Lembro-me de minha avó, nascida italiana, mas brasileira por adoção, opção e sentimento, que veio para cá no início da década de 1920, quando era ainda uma simples criança, dizer-me: - Meu filho, os cartazes que faziam a propaganda do Brasil na Itália eram lindos. Mostravam uma terra sempre verde, fértil e ensolarada, da qual se aproximava o navio, exaltando o sentimento de uma vida nova!

Anos depois, já homem feito, vi um cartaz destes em um livro de História do Brasil, e lembrei-me imediatamente de minha velha avó, entre surpreso e emocionado.

Os imigrantes, sobretudo nos anos finais do Século XIX e no Século XX, tinham o sonho de “fazer a América”, como diziam entre eles naquela época, e vinham, fosse para os Estados Unidos, para o Brasil, para a Argentina ou qualquer outro país americano, pois ninguém tinha bola de cristal para saber qual país daria certo e qual iria desvirtuar-se.

Batidos pelas guerras constantes do Velho Mundo, pelas conturbações sociais e políticas, pela falta de acesso à terra para plantar e criar, pelo clima adverso, que obrigava os camponeses a permanecerem meses a fio em suas casas geladas, cercados de neve por todos os lados, consumindo tão somente o pouco que haviam conseguido plantar e colher nas estações propícias, muitos deles tomavam a difícil mas necessária decisão de deixar suas terras e famílias, e partiam em direção ao sonho americano e ao desconhecido.

Traziam na bagagem, é certo, os conceitos e também os preconceitos da época e da sociedade donde provinham. Mas traziam, acima de tudo, uma vontade imensa de trabalhar, de disputar a vida no melhor sentido desta palavra, de empregar-se, de investir, de fixarem-se para criar raízes, filhos e um futuro que imaginavam radiante as custas do próprio trabalho, duro e digno.

Foi assim que recebemos japoneses e eslavos, libaneses e portugueses, alemães e mais milhares de pessoas de outras nacionalidades, juntamente com suas famílias.

Vovó contou-me que viera da Itália e que, entre outras novidades, jamais havia visto alguém negro. Desembarcara no Rio de Janeiro, onde o pai fora trabalhar em uma fábrica em Mendes, no interior daquele estado.

Certa feita, ao ficar sozinha na humilde casa operária, da qual o pai se ausentara para o trabalho e a mãe para afazeres domésticos em locais próximos, ouviu baterem à porta. Desconfiada, lembrando-se das recomendações que a mãe lhe dera, ela, criança recém chagada ao Brasil, abriu-a cautelosamente.
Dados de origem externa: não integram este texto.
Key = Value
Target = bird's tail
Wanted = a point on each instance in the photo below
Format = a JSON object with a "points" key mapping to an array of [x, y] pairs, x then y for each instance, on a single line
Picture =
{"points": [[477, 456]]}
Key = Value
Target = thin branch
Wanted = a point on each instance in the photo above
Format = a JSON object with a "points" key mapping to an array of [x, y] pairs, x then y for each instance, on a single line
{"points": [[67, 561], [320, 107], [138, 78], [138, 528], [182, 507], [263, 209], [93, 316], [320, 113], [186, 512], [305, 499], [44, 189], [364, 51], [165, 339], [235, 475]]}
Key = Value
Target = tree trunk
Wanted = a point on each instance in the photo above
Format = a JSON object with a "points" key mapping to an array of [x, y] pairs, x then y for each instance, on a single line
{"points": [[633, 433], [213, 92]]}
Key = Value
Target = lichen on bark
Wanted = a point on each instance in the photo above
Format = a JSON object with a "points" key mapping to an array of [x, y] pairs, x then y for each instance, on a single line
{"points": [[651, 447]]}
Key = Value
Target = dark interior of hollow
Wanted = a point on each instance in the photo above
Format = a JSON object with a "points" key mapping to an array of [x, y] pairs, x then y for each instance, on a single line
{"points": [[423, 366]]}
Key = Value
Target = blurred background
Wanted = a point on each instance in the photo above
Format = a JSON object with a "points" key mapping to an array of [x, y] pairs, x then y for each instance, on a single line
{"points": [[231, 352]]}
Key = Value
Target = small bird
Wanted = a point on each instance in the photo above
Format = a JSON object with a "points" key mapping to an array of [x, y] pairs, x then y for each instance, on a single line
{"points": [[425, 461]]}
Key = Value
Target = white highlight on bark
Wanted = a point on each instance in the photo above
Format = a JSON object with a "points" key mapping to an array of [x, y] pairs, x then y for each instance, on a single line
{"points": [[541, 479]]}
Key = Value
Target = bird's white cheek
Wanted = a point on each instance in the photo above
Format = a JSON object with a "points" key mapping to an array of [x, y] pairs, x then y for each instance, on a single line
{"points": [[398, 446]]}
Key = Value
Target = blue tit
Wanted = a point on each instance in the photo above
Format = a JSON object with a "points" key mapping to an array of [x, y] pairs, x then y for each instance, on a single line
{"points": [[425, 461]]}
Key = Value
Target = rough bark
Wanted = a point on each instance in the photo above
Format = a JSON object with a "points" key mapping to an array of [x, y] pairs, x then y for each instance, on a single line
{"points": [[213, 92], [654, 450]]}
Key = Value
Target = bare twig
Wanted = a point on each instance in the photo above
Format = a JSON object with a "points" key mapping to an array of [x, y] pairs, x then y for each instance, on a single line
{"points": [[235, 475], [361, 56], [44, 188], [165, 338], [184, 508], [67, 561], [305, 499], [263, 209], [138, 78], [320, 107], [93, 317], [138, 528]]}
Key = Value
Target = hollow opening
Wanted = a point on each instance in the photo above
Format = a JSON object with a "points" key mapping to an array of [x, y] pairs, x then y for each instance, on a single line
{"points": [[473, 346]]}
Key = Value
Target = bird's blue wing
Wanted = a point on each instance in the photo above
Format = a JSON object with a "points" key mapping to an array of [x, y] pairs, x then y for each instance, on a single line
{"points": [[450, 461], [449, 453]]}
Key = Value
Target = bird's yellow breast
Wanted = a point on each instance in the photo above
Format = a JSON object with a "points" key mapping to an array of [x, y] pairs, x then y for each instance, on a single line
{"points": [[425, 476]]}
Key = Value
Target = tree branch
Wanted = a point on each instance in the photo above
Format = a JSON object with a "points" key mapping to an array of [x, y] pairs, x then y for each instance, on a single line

A cena que veio a seguir ficaria estampada para sempre em sua alma. Ao atender viu-se diante de um menino negro, muito negro. Surpresa, de olhos arregalados, o ouviu pronunciar palavras em português, das quais ela não compreendia absolutamente nada.

O menino, percebendo que suas palavras não faziam sentido algum para a ouvinte, pegou então uma fruta no cesto e a abriu. Uma fruta verde por fora e surpreendentemente amarela por dentro, como ela nunca vira na fria Europa!

A menina ficou extasiada ao ver o menino negro, que lhe sorria com dentes brancos e perfeitos, com a manga verde e amarela próxima ao rosto feliz, sem saber que estampava na alma dela a impressão que ela carregaria consigo até os últimos dias de sua vida, como sendo a imagem mais perfeita do Brasil.